Because something in her pace said: Let her go.

She moved like someone who had already chosen.

Not anger. Not rebellion.

Grief, resolved.

The Lyceum fell away.

The Veil deepened.

She didn't know where she was going.

But her glyph did.

It stirred beneath her left shoulder, humming faintly—resonance threads catching in the wind like chords strummed beneath the skin. Solara had once called it "gutcasting"—when your Veilmark pulled you toward something before you consciously reached for it.
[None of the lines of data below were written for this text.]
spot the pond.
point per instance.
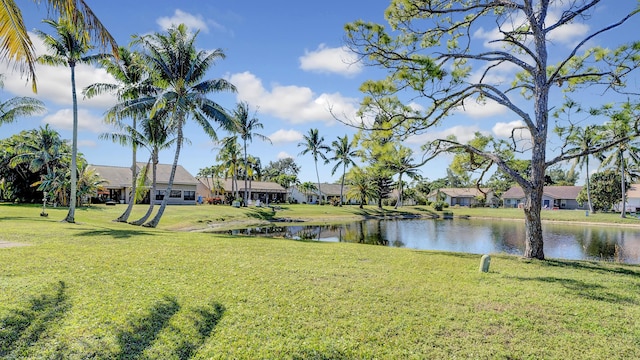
(476, 236)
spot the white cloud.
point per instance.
(283, 155)
(54, 83)
(193, 22)
(462, 133)
(87, 143)
(331, 60)
(481, 109)
(295, 104)
(502, 129)
(516, 131)
(285, 136)
(63, 119)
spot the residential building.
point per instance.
(553, 197)
(261, 192)
(463, 196)
(118, 184)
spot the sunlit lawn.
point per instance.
(99, 289)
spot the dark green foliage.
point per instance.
(605, 190)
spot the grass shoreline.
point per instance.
(104, 290)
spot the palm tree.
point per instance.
(361, 185)
(44, 148)
(314, 143)
(230, 155)
(68, 49)
(254, 171)
(133, 81)
(625, 153)
(343, 153)
(308, 187)
(584, 139)
(17, 46)
(178, 70)
(19, 106)
(403, 164)
(245, 126)
(154, 136)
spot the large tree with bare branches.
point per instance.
(430, 52)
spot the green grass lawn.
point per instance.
(104, 290)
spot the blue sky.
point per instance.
(287, 60)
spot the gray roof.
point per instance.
(554, 192)
(119, 176)
(462, 192)
(256, 186)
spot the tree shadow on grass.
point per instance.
(601, 267)
(141, 332)
(116, 234)
(22, 328)
(583, 289)
(204, 320)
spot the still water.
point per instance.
(575, 242)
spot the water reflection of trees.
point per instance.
(366, 232)
(568, 241)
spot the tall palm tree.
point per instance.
(155, 136)
(254, 170)
(230, 156)
(44, 148)
(19, 106)
(17, 46)
(314, 143)
(626, 153)
(178, 70)
(584, 139)
(361, 185)
(68, 48)
(132, 82)
(343, 154)
(403, 164)
(245, 126)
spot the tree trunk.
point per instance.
(344, 170)
(246, 174)
(399, 201)
(623, 213)
(534, 244)
(134, 181)
(588, 187)
(152, 192)
(318, 177)
(74, 150)
(156, 219)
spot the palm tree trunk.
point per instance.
(246, 174)
(74, 150)
(399, 191)
(588, 187)
(152, 192)
(622, 187)
(318, 177)
(344, 170)
(156, 219)
(134, 181)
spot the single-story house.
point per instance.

Selka's hum didn't flare. It searched.

She followed it.

Through trees bent by Riftstorms, along hills burned in forgotten scars. Small flickers of static clung to the underbrush—remnants of cast sites. Some from Doctrine patrols. Others from Riftborn.

And then—something else.

She stopped.

Half-collapsed in the frost-laced clearing lay a Rift fracture. Inactive now. A blackened crescent cut into the earth, edges still faintly pulsing with hum-torn energy.

Selka stepped closer.

There, in the ash beside the rim, were bootprints. Not large. Not heavy. Familiar.

She knelt. Touched one.

The hum from her glyph shivered against her palm.

He was here.

She stood again. Looked to the trees.

Wind passed through the pine line—and with it, a thread of blue.

She found him in a hollow knotted beneath an old Veilmark tree.

The roots bent around the crater like fingers clutching something sacred. And there—partly slumped against the base, half-asleep, barely breathing—was Zephryn.

His cloak was torn. His boots split at the seams. His arms trembled, even in rest.

But it was him.

Not a shadow.

Not a ghost.

Not a memory echo.

Zephryn.

Selka didn't cry.

She didn't speak.

She moved.

Kneeling beside him, she reached for his hand—dirt-streaked, fingers curled inward—and slowly turned it over.

The glyph pulsed beneath the skin of his wrist.

Unstable. Faint. But there.

She pressed her palm to his. Her own glyph activated. A single ring of light.

Their resonance flared—just for a second.

His body stilled. Breath steadied.

The hum recognized her.

And Zephryn, barely conscious, whispered:

"Solara…?"

"No," she said softly. "Not this time."

She stayed beside him for a while, waiting for his breath to strengthen.

There were no stars above them—just drifting clouds and a sliver of Veil light peeking through the forest ceiling. The cold had softened, but the world still felt half-asleep.

Selka placed a hand against the side of his neck. The warmth was faint, but it beat true.

He hadn't died.

He had wandered.

He had fractured.

But he was still here.

She looked down at him.

This boy who had saved her life in the woods six years ago.

This boy who had held Solara's final hum in his arms.

This boy who had vanished—because he thought the world was better without him.

Selka didn't say anything poetic. She didn't have to.

She just leaned forward, brushed the ash from his cheek, and whispered:

"You idiot… I would've forgiven you.

If you'd just come back."

Zephryn stirred.

His eyes cracked open—barely.

He looked up at her like someone waking from a century-long hum.

"Selka?"

She didn't flinch.

"You're late."

He blinked. The light behind his eyes was faint—but there.

"Did they believe him?" he asked. His voice was hoarse.

She knew what he meant.

Kaelen. Yolti.

"No."

He nodded once, slowly.

"Good," he murmured. "They weren't supposed to."

Selka tilted her head. "What do you mean?"

But he didn't answer.

His eyes closed again.

Selka exhaled, long and quiet, then leaned back against the tree, hand still clasped with his.

She didn't let go.

Not until the hum in her chest stopped shaking.